The software stack, built by Ian Buck and John Nickolls, lets Nvidia GPUs outperform rivals including AMD and Intel despite stronger paper specifications.
The report says CUDA's libraries, optimisation tools and deep integration with machine-learning frameworks create lock-in, making Nvidia effectively a software company as much as a chipmaker.
Open alternatives such as OpenCL, AMD's ROCm and Intel's oneAPI have struggled, leaving customers facing Nvidia's high prices while frontier AI labs still lack similarly durable moats.
With AI now writing its own code, is Nvidia's legendary software advantage on the verge of being automated away?
As AI's energy thirst grows, will brain-inspired chips make Nvidia's power-hungry GPU empire obsolete?

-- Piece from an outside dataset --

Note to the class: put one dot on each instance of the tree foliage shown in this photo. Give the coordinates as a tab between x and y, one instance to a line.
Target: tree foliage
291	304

CUDA at the Core: How Nvidia Built a $4.5 Trillion AI Empire and What Threatens It in 2026
Overview
In mid-2026, Nvidia stands as a dominant force in artificial intelligence, driven by its strong financial performance and the widespread adoption of its CUDA platform. The company reported outstanding fourth-quarter earnings, which boosted analyst confidence and fueled expectations for continued market growth. This financial strength is largely powered by Nvidia’s data center segment, which generated the majority of its revenue. Significant investments in research and development further reinforce Nvidia’s leadership, enabling ongoing innovation and solidifying its position at the forefront of the AI industry.